Mallarmé, Art poétique

Prenons un exemple, comparons:

Je reviens d'une programme et je dis: J'ai assisté à un coucher de soleil. C'est un simple reportage, universel, accessible à tous mais qui n'exprime rien de la profondeur de mes sentiments et de ma vision du coucher de soleil. On peut dire que c'est une simple communication dans laquelle les signes ne sont que des moyens et s'effacent dès qu'ils ont été compris.
En fait ils sont tournés entièrement vers autre chose qu'eux. Leur fonction accomplie, ils s'évanouissent.

Il n'en est pas de même pour ce vers de Baudelaire:
"Le soleil s'est noyé dans son sang qui se fige."
Il a fallu pour l'élaborer un sentiment et un travail. Le travail s'est efforcé d'ajuster une forme à une pluralité de significations.

- Il y a un rythme de ce vers. Le rythme est le retour à intervalles réguliers d'un temps fort.

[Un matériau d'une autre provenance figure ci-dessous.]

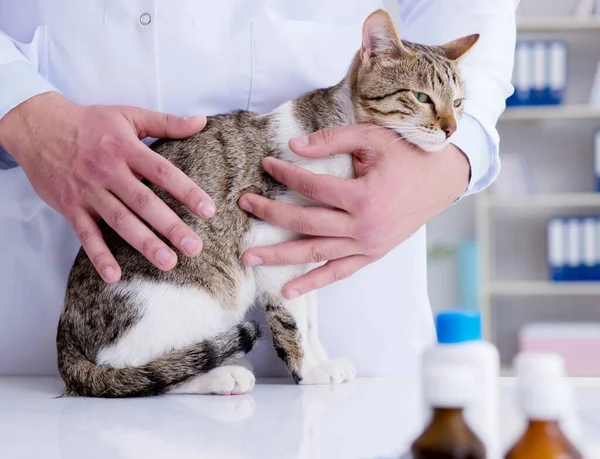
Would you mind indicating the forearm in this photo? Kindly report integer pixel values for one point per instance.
(486, 69)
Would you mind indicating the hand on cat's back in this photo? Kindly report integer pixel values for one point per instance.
(86, 161)
(397, 189)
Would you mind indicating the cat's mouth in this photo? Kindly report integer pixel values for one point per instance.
(431, 146)
(425, 141)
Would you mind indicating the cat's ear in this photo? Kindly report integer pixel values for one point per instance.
(456, 49)
(379, 36)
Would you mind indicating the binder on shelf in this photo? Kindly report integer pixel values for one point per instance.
(574, 252)
(588, 228)
(557, 72)
(574, 249)
(540, 73)
(597, 159)
(556, 249)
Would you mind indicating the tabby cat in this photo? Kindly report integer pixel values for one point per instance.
(183, 331)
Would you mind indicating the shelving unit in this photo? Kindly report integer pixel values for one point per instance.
(557, 112)
(490, 209)
(550, 200)
(542, 288)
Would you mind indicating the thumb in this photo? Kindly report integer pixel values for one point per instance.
(356, 139)
(162, 125)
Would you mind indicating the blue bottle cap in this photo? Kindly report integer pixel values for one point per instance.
(458, 326)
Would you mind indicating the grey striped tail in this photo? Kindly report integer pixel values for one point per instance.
(84, 378)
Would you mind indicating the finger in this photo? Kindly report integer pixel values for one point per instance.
(139, 198)
(148, 123)
(358, 139)
(95, 247)
(312, 221)
(325, 189)
(165, 175)
(329, 273)
(135, 233)
(313, 250)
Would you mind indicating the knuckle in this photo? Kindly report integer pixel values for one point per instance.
(264, 212)
(364, 202)
(98, 259)
(174, 230)
(302, 226)
(141, 200)
(147, 245)
(192, 197)
(338, 273)
(164, 170)
(318, 255)
(309, 190)
(84, 235)
(119, 219)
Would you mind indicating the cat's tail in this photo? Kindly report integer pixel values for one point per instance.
(85, 378)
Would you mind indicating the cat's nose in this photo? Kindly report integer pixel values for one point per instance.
(449, 129)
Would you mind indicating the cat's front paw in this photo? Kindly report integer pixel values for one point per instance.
(227, 380)
(329, 372)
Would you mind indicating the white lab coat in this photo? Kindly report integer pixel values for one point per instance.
(206, 56)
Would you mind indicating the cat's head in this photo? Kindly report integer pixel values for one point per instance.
(413, 89)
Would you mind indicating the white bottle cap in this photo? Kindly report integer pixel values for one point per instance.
(544, 401)
(542, 385)
(539, 364)
(448, 386)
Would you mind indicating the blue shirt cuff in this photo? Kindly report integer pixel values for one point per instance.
(481, 151)
(20, 81)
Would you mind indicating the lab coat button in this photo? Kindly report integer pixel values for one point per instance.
(145, 19)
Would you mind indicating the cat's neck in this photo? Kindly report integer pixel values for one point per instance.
(309, 113)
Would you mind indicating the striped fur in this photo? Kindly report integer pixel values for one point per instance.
(179, 330)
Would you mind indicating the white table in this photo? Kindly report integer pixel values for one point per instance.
(370, 418)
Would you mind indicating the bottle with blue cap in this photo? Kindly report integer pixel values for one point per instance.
(459, 342)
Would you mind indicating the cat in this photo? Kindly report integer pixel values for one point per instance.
(183, 331)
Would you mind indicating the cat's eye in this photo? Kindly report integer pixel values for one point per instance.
(422, 97)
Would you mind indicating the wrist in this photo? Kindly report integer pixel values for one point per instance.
(448, 172)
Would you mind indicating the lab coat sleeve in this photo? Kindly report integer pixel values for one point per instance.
(19, 79)
(486, 69)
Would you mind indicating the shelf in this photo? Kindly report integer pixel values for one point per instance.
(540, 288)
(567, 24)
(558, 200)
(551, 112)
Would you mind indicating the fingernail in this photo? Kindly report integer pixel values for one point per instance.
(110, 273)
(206, 209)
(253, 260)
(189, 244)
(293, 294)
(301, 141)
(245, 205)
(163, 257)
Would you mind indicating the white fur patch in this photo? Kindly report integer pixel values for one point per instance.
(172, 318)
(339, 165)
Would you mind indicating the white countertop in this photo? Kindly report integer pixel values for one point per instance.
(367, 419)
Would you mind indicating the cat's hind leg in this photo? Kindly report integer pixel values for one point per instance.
(225, 380)
(298, 346)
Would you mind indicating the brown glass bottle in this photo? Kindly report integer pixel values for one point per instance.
(543, 439)
(448, 437)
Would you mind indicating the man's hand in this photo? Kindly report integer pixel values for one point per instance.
(398, 189)
(86, 161)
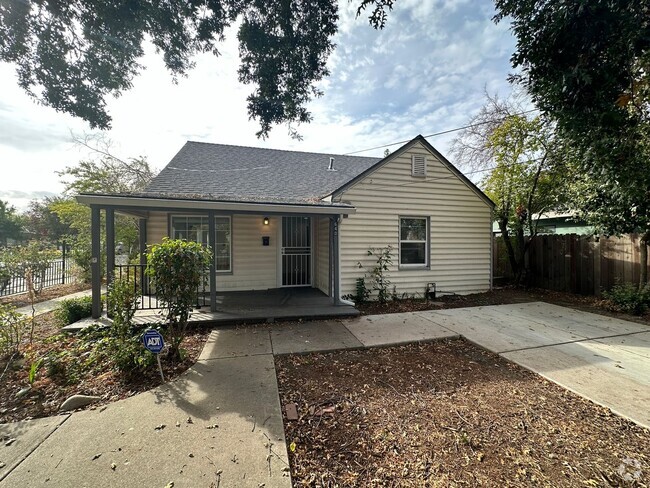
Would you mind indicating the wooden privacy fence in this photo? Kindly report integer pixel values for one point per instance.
(579, 264)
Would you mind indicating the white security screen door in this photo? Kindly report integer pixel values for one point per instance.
(296, 251)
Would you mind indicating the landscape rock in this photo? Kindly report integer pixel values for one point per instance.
(78, 401)
(23, 391)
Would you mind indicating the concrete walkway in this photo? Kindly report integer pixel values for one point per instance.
(233, 386)
(50, 305)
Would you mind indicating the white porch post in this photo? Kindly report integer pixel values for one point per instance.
(110, 245)
(334, 260)
(95, 261)
(142, 244)
(212, 237)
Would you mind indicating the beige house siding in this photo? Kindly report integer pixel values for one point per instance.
(460, 226)
(254, 266)
(157, 227)
(322, 254)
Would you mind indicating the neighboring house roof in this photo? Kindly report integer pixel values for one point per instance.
(236, 173)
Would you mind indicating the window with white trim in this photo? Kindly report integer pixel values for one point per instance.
(413, 241)
(419, 165)
(195, 228)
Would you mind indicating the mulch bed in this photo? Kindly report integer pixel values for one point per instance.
(448, 414)
(22, 299)
(48, 393)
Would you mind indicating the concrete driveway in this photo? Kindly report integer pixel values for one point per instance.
(233, 386)
(604, 359)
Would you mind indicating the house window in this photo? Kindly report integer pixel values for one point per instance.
(195, 228)
(223, 242)
(418, 165)
(413, 241)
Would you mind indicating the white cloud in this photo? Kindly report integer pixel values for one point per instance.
(424, 73)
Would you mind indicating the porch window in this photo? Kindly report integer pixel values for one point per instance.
(195, 228)
(223, 251)
(413, 242)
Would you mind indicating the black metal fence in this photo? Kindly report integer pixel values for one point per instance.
(56, 274)
(135, 273)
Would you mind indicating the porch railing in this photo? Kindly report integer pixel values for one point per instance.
(135, 273)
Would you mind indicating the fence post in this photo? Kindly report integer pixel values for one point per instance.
(63, 264)
(597, 263)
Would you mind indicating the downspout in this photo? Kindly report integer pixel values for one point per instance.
(491, 250)
(338, 300)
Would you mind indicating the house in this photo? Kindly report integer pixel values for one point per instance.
(295, 219)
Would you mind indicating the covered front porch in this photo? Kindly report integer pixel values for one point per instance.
(247, 307)
(271, 261)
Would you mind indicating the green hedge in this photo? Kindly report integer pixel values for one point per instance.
(74, 309)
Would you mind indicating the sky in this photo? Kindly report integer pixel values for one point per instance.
(426, 72)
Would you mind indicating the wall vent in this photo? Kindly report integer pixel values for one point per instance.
(418, 165)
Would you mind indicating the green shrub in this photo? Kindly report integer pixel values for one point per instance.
(629, 298)
(176, 268)
(122, 348)
(73, 309)
(379, 274)
(123, 340)
(12, 328)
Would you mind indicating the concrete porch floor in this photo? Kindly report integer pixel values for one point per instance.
(237, 307)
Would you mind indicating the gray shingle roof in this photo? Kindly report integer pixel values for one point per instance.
(222, 172)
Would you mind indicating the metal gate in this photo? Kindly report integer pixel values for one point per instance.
(296, 251)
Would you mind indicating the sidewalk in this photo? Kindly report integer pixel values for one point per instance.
(53, 304)
(236, 436)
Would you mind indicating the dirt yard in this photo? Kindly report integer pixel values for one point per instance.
(50, 390)
(448, 414)
(500, 296)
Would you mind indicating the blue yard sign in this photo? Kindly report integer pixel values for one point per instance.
(153, 341)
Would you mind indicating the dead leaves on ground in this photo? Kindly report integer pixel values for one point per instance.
(448, 414)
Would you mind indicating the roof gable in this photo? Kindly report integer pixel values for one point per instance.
(444, 161)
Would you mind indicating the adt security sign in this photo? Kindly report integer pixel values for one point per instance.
(153, 341)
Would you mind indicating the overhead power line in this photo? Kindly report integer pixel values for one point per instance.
(436, 134)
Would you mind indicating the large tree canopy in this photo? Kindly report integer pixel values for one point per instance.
(586, 63)
(72, 54)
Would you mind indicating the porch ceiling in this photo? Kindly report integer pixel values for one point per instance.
(135, 204)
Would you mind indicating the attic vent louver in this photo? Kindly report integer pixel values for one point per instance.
(419, 165)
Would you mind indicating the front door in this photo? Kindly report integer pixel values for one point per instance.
(296, 251)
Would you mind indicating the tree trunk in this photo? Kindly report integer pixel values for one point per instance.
(643, 257)
(503, 227)
(521, 251)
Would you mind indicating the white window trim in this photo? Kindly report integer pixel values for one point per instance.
(427, 243)
(413, 156)
(229, 270)
(229, 217)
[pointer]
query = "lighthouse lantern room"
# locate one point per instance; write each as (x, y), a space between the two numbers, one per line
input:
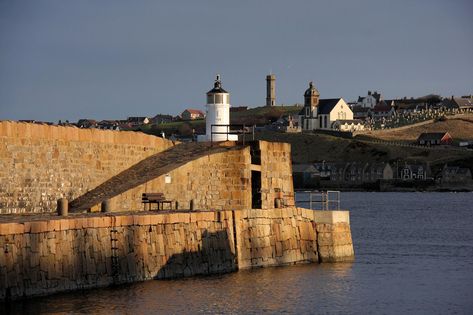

Il berce, endort les puissances de résistances pour mieux suggérer. 
"Le soleil / s'est noyé // dans son sang / qui se fige." (Nous avons quatre temps de trois syllabes; 3/3//3/3

- L'ensemble du vers n'est pas relié par une logique linéaire mais par une logique, pour ainsi dire rayonnante. Rien d'irrationnel dans ce vers; rien qui passe: dans les deux hémistiches il s'agit de la même réalité: le deuxième est comme un reflet ou un approfondissement du premier, ce qui nous amène à penser que le poète veut garder le même sentiment de manière à mieux le suggérer. Pour cela il joue avec les mots et leurs multiples significations. On devine des correspondances. Il semble que les mots ne passent pas, le temps non plus, comme dans un rêve qui se prolonge en gardant la force , la permanence du sentiment et l'ordre prescrit par la raison selon une logique qui rayonne qui se répand de proche en proche, par descorrespondances.

- Telle une oeuvre ciselée, le vers demeure présent car il n'a d'autre fin que lui même. Il ne s'épuise pas à communiquer un sens précis et définitif; par se richesse de signification, sa polysémie, il en appelle à notre sensibilité et à notre entendement faculté nécessaire pour sympathiser et pour admirer l'universelle analogie, les rapports entre le monde matériel et le monde spirituel.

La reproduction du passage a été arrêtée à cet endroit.